So etwa in Fächern wie Ingenieurswissenschaften, Betriebswirtschaftslehre oder etwa Architektur. In letzterem Studiengang machte die 23-jährige Laura Wagner (Name geändert) die Erfahrung, wie mangelhaft die wissenschaftliche Vorbereitung im Studium sein kann: Als sie mit ihrer Bachelorarbeit begann, lag die letzte schriftliche Arbeit schon Jahre zurück. "Zitiert habe ich das letzte Mal im Abitur", so die Architekturstudentin. Von ihrem Professor an der Detmolder Schule für Architektur und Innenarchitektur an der Hochschule Ostwestfalen-Lippe habe sie lediglich eine kurze PDF bekommen. "Darin stand das Gröbste noch einmal drin. Vor allem wie Quellen angegeben werden." Als jedoch ihre Schwester - Geschichtsstudentin - einen Blick auf die fertigen Kapitel warf, wurde einiges korrigiert. "Da die meisten Abschlussarbeiten im Studiengang Architektur nicht schriftlich sind, ist das Zitieren generell nicht so wichtig bei uns, aber bei schriftlichen Arbeiten achten die Professoren schon drauf." In anderen Fächern sei es wahrscheinlich wichtiger, mutmaßt die Studentin.

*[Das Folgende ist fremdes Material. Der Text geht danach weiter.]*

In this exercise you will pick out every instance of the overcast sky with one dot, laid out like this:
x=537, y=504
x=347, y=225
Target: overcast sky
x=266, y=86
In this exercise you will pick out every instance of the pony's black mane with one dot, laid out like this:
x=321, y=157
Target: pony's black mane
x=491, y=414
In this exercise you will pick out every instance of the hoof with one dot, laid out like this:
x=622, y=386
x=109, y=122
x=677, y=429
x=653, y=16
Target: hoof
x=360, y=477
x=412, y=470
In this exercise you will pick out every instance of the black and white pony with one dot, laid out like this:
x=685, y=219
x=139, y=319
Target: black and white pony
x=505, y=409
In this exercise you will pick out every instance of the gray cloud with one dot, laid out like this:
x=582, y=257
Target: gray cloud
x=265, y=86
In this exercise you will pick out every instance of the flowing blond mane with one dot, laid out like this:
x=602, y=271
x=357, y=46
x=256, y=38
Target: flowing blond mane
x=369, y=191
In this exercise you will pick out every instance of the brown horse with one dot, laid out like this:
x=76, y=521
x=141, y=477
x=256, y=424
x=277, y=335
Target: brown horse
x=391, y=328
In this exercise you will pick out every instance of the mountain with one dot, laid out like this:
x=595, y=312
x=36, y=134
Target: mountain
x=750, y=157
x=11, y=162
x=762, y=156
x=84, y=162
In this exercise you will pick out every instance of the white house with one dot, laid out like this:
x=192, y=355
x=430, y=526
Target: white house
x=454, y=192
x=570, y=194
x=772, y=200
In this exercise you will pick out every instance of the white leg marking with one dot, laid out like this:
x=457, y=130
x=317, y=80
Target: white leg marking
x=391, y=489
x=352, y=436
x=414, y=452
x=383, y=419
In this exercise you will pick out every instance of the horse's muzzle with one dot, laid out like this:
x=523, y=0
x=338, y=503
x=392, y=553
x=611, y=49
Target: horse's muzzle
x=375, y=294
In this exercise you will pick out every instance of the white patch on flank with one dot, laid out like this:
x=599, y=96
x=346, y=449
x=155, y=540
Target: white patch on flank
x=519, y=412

Aber nicht nur in 'schriftarmen' Fächern begegnen viele Studierende erst mit der Abschlussarbeit der Hürde des wissenschaftlichen Schreibens. Manche Studienordnung geben den Studenten zudem die Möglichkeit gezieltes wissenschaftliches Arbeiten einfach zu umgehen: "Ich habe häufiger Studenten in der Schreibberatung sitzen, die sich häufig durchgemogelt haben, weil sie beispielsweise für Studienarbeiten nur Referate gehalten oder kurze Essays geschrieben haben", sagt Beck. Diese hätten dann bei der Abschlussarbeit häufig große Probleme.

Ähnlich sieht es auch Bausch von der Uni Bayreuth: "Ich denke, sie sind deshalb unsicher, weil sie sich oft noch gar keine Gedanken darüber gemacht haben, wofür das Zitieren eigentlich gut sein soll. Außerdem ist das gesamte Handwerkszeug rund ums Zitieren für die meisten neu und erscheint zunächst umständlich - und es fehlt ganz oft die Übung im kritischen Lesen wissenschaftlicher Texte und natürlich im Schreiben von eigenen Texten.“ Braun von der Uni Regensburg spricht sogar von "massiven Schreibhemmungen", die manche Studenten aus Angst vor unfreiwilligen Plagiaten entwickelten. "Sie gehen davon aus, dass sie alles, was sie wissen, aufgrund von Texten anderer erlernen oder entwickeln. Daher können sie nicht klar und selbstbewusst zwischen eigenen Gedanken und den Gedanken anderer unterscheiden. Wo beginnt ein Kommentar?"